Intelligence Requires Grounding But Not Embodiment
Marcus Ma, Shrikanth Narayanan
TL;DR
This paper challenges the view that embodiment is necessary for intelligence by arguing that grounding suffices to support four core properties of intelligence: motivation, predictive ability, understanding of causality, and learning from experience. It shows how grounding can be realized in non-embodied digital environments and outlines a thought experiment with a tool-augmented language model operating online to demonstrate autonomous, goal-directed behavior without physical embodiment. Grounding provides a mechanism to attach external referents to symbols, enabling value assignment, causal learning, and experiential optimization, while prediction can be accomplished through self-supervised statistics. The authors thereby reframes the AI design problem, suggesting grounding in digital environments as a minimal prerequisite for intelligent behavior with broad implications for safety, scalability, and system architecture.
Abstract
Recent advances in LLMs have reignited scientific debate over whether embodiment is necessary for intelligence.

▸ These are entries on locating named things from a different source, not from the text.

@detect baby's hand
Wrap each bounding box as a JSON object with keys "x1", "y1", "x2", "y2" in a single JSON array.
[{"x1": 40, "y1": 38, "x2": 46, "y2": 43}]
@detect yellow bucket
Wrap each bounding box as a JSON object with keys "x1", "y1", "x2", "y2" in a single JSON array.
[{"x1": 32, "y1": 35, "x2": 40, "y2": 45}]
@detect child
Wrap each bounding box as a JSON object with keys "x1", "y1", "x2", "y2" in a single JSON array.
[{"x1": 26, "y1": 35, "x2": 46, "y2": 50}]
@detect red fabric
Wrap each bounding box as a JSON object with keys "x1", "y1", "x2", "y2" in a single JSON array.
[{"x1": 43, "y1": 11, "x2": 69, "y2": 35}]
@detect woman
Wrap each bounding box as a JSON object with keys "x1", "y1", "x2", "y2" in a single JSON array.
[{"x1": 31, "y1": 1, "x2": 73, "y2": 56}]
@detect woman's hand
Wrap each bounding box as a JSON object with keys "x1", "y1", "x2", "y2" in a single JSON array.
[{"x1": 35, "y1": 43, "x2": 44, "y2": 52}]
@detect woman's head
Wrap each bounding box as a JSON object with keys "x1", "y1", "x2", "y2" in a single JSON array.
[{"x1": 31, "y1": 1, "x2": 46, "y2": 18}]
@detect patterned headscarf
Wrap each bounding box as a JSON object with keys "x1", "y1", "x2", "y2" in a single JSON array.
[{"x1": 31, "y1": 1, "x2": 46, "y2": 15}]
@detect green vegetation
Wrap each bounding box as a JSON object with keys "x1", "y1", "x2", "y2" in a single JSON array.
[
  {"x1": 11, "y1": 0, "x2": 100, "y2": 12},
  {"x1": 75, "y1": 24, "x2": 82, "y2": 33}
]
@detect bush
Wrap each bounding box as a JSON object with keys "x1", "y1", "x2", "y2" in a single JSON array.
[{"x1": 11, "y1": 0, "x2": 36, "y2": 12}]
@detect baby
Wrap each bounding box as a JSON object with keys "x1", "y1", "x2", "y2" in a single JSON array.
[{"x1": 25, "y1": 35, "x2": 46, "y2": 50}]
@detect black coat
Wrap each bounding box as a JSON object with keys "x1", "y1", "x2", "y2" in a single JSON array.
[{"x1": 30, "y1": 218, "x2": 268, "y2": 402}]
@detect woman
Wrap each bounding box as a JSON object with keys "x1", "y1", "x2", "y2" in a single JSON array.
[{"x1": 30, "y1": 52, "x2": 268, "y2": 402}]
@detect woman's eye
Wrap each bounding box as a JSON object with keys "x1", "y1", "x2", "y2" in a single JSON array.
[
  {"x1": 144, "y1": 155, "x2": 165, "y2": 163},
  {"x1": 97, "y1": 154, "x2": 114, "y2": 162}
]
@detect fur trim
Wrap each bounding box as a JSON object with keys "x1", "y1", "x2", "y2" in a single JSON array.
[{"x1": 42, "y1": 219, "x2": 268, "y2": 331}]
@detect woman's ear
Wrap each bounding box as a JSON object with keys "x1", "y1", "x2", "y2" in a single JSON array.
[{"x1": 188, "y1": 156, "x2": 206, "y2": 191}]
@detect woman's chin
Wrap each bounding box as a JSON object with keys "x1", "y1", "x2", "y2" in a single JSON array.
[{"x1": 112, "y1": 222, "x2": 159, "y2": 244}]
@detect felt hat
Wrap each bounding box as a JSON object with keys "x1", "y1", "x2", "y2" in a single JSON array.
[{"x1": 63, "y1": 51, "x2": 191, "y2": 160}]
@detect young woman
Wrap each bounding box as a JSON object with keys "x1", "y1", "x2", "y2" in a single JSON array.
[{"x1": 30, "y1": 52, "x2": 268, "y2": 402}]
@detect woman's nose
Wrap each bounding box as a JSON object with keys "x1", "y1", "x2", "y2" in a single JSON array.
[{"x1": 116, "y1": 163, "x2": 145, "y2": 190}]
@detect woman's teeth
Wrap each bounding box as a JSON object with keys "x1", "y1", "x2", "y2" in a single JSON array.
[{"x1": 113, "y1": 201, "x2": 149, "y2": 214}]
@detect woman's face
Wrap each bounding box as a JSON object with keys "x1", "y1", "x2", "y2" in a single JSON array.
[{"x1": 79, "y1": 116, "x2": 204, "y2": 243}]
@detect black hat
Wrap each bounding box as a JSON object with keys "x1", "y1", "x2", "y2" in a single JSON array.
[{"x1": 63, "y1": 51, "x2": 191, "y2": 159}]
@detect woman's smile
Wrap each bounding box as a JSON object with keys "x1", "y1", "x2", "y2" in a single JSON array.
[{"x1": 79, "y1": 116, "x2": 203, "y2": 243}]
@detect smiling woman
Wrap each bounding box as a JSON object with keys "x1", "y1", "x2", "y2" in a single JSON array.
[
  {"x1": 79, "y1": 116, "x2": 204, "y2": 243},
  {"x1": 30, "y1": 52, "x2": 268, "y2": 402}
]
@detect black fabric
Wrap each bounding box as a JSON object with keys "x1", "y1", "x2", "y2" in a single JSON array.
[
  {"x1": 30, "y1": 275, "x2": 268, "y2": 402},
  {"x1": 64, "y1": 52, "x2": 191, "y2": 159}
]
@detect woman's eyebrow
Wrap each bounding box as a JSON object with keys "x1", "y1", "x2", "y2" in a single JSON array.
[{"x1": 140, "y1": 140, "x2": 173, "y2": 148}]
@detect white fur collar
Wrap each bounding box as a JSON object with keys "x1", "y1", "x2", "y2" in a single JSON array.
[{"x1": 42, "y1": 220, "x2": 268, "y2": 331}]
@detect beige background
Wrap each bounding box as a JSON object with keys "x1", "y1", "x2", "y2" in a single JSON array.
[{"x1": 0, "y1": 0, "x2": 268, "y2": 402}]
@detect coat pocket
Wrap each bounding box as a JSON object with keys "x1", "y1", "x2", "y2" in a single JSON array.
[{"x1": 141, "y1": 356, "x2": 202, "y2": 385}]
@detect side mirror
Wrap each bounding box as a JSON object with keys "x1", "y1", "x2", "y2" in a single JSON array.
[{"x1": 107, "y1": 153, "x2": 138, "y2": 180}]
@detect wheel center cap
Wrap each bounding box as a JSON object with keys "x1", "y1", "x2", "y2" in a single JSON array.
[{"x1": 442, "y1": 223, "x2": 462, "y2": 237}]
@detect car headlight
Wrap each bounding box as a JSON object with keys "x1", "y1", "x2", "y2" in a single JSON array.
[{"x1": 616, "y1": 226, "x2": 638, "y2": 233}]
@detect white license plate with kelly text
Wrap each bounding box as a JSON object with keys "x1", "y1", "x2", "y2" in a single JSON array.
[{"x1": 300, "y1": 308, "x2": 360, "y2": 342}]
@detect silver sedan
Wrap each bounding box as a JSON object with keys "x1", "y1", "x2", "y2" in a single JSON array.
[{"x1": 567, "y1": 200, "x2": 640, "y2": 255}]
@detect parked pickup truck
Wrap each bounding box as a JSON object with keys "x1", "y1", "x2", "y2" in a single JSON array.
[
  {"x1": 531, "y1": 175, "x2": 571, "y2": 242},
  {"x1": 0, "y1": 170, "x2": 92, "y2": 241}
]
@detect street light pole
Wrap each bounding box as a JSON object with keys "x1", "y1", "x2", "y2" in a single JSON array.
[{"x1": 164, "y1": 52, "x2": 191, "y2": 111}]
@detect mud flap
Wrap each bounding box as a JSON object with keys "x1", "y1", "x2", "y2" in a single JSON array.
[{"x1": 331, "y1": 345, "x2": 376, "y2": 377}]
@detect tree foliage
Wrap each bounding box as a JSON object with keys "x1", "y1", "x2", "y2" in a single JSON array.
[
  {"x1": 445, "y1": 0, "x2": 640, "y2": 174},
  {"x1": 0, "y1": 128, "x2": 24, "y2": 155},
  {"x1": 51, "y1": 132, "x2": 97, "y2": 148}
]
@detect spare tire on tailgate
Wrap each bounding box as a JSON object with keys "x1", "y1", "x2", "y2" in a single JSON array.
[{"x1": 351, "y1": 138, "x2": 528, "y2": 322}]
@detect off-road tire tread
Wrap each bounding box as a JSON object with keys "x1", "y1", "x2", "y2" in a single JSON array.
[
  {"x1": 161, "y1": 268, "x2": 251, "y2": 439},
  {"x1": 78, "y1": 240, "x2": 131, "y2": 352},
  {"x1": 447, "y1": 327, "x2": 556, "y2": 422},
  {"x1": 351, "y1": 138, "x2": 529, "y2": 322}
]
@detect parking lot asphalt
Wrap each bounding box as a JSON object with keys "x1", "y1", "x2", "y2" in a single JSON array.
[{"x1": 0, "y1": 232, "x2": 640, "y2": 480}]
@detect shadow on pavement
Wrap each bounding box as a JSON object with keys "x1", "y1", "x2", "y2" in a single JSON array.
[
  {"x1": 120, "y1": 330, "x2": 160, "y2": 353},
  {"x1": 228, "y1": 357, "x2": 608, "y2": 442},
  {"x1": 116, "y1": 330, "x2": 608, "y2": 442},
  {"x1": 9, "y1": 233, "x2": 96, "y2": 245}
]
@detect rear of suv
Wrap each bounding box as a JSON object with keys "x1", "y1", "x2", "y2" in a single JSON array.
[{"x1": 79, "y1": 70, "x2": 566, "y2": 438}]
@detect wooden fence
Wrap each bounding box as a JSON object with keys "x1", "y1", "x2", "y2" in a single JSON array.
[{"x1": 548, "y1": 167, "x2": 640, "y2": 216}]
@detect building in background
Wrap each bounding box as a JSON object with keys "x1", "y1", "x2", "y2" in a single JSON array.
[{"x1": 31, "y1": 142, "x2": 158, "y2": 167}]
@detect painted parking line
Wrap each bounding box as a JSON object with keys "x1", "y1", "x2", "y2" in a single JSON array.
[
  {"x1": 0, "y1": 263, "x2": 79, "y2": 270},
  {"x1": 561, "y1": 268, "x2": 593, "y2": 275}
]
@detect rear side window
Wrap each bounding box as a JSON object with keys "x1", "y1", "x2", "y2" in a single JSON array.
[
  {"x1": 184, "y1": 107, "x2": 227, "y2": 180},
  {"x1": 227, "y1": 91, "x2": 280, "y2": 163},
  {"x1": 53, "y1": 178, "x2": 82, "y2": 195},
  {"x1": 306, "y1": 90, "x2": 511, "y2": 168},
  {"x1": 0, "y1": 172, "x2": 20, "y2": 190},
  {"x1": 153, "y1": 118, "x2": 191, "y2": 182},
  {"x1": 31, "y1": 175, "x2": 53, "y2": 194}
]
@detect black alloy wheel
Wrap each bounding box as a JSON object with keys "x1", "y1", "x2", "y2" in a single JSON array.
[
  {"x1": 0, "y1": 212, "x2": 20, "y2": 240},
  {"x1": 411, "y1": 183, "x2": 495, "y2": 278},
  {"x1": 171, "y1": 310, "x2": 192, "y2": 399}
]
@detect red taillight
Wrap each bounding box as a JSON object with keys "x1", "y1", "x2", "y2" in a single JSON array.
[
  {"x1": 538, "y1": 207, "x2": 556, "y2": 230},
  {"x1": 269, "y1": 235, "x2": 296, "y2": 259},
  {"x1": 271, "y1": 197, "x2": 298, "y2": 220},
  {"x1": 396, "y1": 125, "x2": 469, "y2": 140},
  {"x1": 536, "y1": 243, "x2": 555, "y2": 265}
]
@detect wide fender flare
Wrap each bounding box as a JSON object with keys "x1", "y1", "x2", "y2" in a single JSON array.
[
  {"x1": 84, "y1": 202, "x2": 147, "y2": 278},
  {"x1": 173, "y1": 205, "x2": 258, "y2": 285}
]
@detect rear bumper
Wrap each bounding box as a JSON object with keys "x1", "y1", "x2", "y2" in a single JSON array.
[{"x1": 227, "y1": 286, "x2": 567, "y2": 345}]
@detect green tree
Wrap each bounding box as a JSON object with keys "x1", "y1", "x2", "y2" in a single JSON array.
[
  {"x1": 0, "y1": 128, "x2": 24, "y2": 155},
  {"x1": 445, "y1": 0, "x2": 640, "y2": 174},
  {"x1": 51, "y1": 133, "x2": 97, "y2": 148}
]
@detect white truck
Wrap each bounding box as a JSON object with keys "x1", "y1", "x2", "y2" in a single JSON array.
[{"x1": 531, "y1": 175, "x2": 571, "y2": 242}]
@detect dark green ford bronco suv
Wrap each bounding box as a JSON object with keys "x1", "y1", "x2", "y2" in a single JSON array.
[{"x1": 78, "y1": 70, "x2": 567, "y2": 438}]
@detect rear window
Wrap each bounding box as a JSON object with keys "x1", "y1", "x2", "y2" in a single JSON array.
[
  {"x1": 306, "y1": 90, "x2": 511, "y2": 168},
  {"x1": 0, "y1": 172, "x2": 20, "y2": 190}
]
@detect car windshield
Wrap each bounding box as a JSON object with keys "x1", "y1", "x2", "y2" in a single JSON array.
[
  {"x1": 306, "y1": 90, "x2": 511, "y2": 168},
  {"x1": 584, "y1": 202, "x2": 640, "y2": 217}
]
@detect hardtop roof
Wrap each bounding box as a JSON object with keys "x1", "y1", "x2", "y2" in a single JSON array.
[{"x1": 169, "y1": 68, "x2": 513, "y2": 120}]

We present the argument that intelligence requires grounding, a phenomenon entailed by embodiment, but not embodiment itself. We define intelligence as the possession of four properties -- motivation, predictive ability, understanding of causality, and learning from experience -- and argue that each can be achieved by a non-embodied, grounded agent. We use this to conclude that grounding, not embodiment, is necessary for intelligence. We then present a thought experiment of an intelligent LLM agent in a digital environment and address potential counterarguments.